The man I prefer to be always has cash on hand.

By Greg Marano,
The Man I Prefer to Be

Yes, it’s the year 2019, and it’s perfectly acceptable to put a postage stamp on your Visa card, wave an Apple Watch to pay for a cup of coffee, or Venmo your share of the dinner tab to your friend across the table. I’ve done all these things and marveled at the convenience inherent in handling money that, being digital, I know has never been stored in someone’s running sock or used as a tissue.

But still: I always insist on keeping at least some cash with me. When I don’t, I get jittery.

Having cash means having options. The option to:

  • Buy a glass of lemonade from those kids in front of their house. Or not, because you don’t think they washed their hands before they squeezed the lemons (and are they really stirring it with a twig?).

  • Stop unexpectedly at the garage sale you see on the way home from work because they’re selling the perfect bookshelf for that space in your living room, but the seller is an old man who thinks Venmo is a Sesame Street character. Or keep driving because you didn’t notice the mold damage on the shelf until you inspected it up close.

  • Lend a couple bucks to a colleague who’s short today. Or not, because he still owes you the couple bucks you lent him last week.

  • Put a dollar in the tip jar at the coffee shop. Or not, because seriously, do you have to tip everyone these days?

  • Stop by the florist shop to schedule a flower delivery tomorrow for your wife, without tipping her off in case she reviews the credit card activity log this afternoon. Or not, because would a rose by any other payment method not smell as sweet?

  • Give to the homeless person on the street. Or not, because you already donate enough to other community organizations in whom you have more confidence.

  • Buy cookies from the Girl Scouts selling at the mall, because they don’t want the plastic; they need to see the green. Or not, because cholesterol and sugar and “healthy lifestyle choices.”

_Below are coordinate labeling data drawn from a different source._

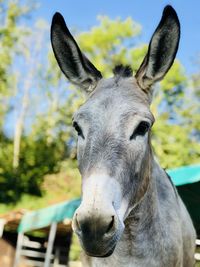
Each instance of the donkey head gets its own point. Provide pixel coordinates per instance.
(113, 126)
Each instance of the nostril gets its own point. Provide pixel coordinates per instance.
(111, 224)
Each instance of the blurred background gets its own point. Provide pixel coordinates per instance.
(37, 143)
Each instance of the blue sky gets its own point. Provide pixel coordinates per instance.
(82, 15)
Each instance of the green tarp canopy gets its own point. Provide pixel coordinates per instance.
(44, 217)
(186, 179)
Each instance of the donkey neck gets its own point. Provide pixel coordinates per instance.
(141, 222)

  • Bribe the parking attendant at the MGM Grand in Las Vegas to let you in anyway, even though this lot is just supposed to be for hotel guests, or slip a 20 to the bouncer to let you and your buddies into that exclusive club. Or not, because come on, man; aren’t you getting a little old for that kind of stuff? Seriously.

  • Purchase something without creating a digital neon footprint that will follow you online for the next month, invading your Internet browsing with ads for things you’d rather not be reminded you bought. Or not, because Amazon and Visa know what you need, like a kindly fairy godmother who survives off your transaction fees and interest payments.

  • Roughly measure anything, knowing that a dollar bill is 6 inches long and 2.5 inches wide. Look at you go, Sherlock MacGyver!

  • Not have to think ahead to make sure you have money to tip the bellhop, drop in the church collection plate at that Baptism nest week, or slip into your nephew’s birthday card. If cash is always there, it’s always at the ready, even when at ATM is not.

You don’t need to walk around like a bigshot, flashing a gold money clip with $100 bills on the outside for the world whenever you buy a bagel. Keep too much in one place, and you risk losing it all (speaking of: I hope whoever picked up my wallet on a beach in San Diego this summer and made no attempt to return my $200 stepped on a jellyfish and lost at least $201 worth of vacation enjoyment as a result).

But keeping old-fashioned currency on your person at all teams means you keep control of your spending choices.

And keeping control means you have options.

And the man I prefer to be always maintains his options.